Visiting Congressional Cemetery is a walk through history.

In an essay that was recently published on Narratively (The Silence that Whistles Through the Tombstones), author Christopher Haugh describes his personal exploration of  Washington, DC’s Congressional Cemetery.

Haugh takes us with him as he wanders through the tombstones. He offers an excellent overview of the significance of the cemetery as well as offering his own personal insights and reflections.

Now its rows are home to soldiers, musicians, Congressmen, Senators, Vice Presidents, and Choctaw and Apache chiefs. The bodies of Presidents John Quincy Adams and Zackary Taylor were kept in the public vault. Some claim President Lincoln’s assassin crouched low to avoid capture here amongst the stones and geraniums, only a matter of years after Lincoln gave a eulogy on these same grounds. Some of the slaves who built the Capitol, its stonecutter, and its architect are buried here, too.

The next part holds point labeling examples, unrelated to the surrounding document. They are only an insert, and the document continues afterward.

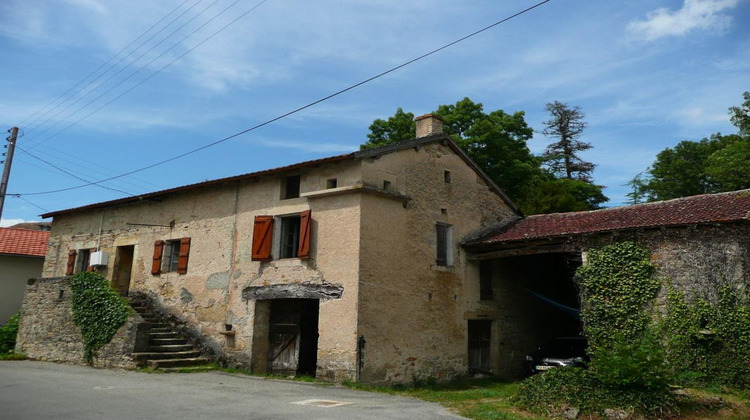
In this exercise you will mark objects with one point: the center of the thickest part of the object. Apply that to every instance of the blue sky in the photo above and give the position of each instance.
(648, 74)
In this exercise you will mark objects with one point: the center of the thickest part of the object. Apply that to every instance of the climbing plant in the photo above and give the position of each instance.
(617, 284)
(97, 310)
(709, 342)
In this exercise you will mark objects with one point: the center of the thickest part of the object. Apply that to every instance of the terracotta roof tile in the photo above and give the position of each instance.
(23, 242)
(707, 208)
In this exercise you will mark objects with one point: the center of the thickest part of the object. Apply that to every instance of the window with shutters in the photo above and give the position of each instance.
(171, 256)
(281, 237)
(444, 241)
(82, 260)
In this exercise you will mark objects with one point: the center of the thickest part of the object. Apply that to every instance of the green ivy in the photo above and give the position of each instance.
(709, 342)
(97, 310)
(617, 284)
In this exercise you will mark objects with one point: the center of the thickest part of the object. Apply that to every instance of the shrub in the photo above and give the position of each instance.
(551, 392)
(8, 333)
(97, 310)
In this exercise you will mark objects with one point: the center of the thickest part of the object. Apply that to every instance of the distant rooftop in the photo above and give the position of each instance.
(700, 209)
(32, 243)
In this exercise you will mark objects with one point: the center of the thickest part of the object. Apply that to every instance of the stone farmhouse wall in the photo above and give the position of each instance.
(47, 331)
(399, 316)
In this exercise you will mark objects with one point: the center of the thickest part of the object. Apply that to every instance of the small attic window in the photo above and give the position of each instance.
(290, 187)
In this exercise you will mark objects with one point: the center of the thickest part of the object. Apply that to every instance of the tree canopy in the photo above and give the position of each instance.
(711, 165)
(496, 141)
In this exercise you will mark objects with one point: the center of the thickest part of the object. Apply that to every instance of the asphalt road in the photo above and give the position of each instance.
(39, 390)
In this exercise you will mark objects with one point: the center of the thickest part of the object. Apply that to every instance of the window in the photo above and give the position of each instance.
(171, 255)
(290, 187)
(292, 237)
(78, 260)
(444, 236)
(485, 280)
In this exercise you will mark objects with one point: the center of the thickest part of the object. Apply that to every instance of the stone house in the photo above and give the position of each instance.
(348, 267)
(698, 244)
(22, 254)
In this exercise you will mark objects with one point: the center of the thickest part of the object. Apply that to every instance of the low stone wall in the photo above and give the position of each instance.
(47, 332)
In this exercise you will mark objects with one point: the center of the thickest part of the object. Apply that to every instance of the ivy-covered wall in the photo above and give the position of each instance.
(47, 332)
(697, 260)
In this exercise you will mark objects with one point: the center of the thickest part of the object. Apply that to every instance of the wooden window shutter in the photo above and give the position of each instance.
(184, 254)
(262, 234)
(304, 234)
(71, 262)
(90, 267)
(156, 263)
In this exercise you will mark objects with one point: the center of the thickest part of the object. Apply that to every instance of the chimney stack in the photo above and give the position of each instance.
(428, 125)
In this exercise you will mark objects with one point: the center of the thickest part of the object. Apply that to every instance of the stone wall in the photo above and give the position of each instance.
(47, 331)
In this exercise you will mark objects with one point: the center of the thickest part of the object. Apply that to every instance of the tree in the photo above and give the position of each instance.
(715, 164)
(497, 143)
(399, 127)
(740, 116)
(566, 124)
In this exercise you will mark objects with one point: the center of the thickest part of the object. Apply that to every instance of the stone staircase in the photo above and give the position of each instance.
(167, 350)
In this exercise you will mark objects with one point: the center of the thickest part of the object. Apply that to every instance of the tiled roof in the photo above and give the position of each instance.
(707, 208)
(23, 242)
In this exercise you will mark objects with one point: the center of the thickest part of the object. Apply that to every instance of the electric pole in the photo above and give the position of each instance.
(6, 169)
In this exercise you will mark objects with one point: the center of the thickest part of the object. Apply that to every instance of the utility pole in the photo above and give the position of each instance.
(6, 169)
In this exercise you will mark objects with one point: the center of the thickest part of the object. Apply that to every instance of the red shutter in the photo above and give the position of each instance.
(184, 254)
(71, 262)
(156, 263)
(304, 235)
(90, 267)
(262, 234)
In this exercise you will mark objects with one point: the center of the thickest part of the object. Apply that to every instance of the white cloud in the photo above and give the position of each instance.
(314, 147)
(694, 14)
(11, 222)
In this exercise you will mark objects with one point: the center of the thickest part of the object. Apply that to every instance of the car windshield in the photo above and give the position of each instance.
(562, 348)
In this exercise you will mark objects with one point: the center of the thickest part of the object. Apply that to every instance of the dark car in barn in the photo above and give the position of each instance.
(559, 352)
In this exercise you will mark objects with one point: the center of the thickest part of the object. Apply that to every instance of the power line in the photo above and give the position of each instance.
(98, 184)
(138, 70)
(105, 63)
(301, 108)
(155, 73)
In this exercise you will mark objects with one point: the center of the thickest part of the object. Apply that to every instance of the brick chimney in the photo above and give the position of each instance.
(428, 125)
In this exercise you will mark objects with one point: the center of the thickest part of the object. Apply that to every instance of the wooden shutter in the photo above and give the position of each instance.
(71, 262)
(184, 254)
(304, 235)
(156, 263)
(262, 234)
(90, 267)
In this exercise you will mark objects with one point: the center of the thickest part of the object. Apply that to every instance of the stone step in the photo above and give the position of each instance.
(146, 356)
(169, 348)
(166, 341)
(164, 334)
(160, 329)
(191, 361)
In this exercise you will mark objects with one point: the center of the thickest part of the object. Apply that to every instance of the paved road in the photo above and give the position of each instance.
(39, 390)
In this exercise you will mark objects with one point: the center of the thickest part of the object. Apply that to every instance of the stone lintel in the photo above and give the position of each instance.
(293, 291)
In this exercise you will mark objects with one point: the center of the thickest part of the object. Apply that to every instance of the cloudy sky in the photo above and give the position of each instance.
(101, 88)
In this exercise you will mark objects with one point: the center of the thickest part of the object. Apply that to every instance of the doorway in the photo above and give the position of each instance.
(293, 337)
(123, 269)
(480, 334)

And in a grove of flowering trees is a plaque for the victims of September 11th… 

Congressional, or Washington Parish Burial Ground, is indeed, an important place. Its list of internments reads like the index of an American history book. The list includes J. Edgar Hoover, Matthew Brady, and John Philip Sousa. More than 65,000 individuals are buried there, and the cemetery is still active. It was listed on the National Register of Historic Places in 1969 and designated a National Historic Landmark in 2001.

Founded in 1807, Congressional Cemetery has gone from four and a half acres to a sprawling near-forty covered by thousands of headstones, columbarium niches, footstones, graves, and crypts. Fashioned in the nineteenth-century rural cemetery style, the grounds share characteristics with a public park. Benches, pathways, and groves of trees mark its hillocks and flats. Once, Antebellum Washingtonians spread blankets on the grass and dozed under parasols in and amongst some of the nation’s most illustrious departed.

Among the programs that make the Congressional Cemetery unique is its active dog-walking community. Membership is by application (there is currently a waitlist). Once accepted, members may permit their dogs to walk off-leash. The group is extremely important to the cemetery as the funds it raises cover a significant portion of Congressional’s maintenance budget.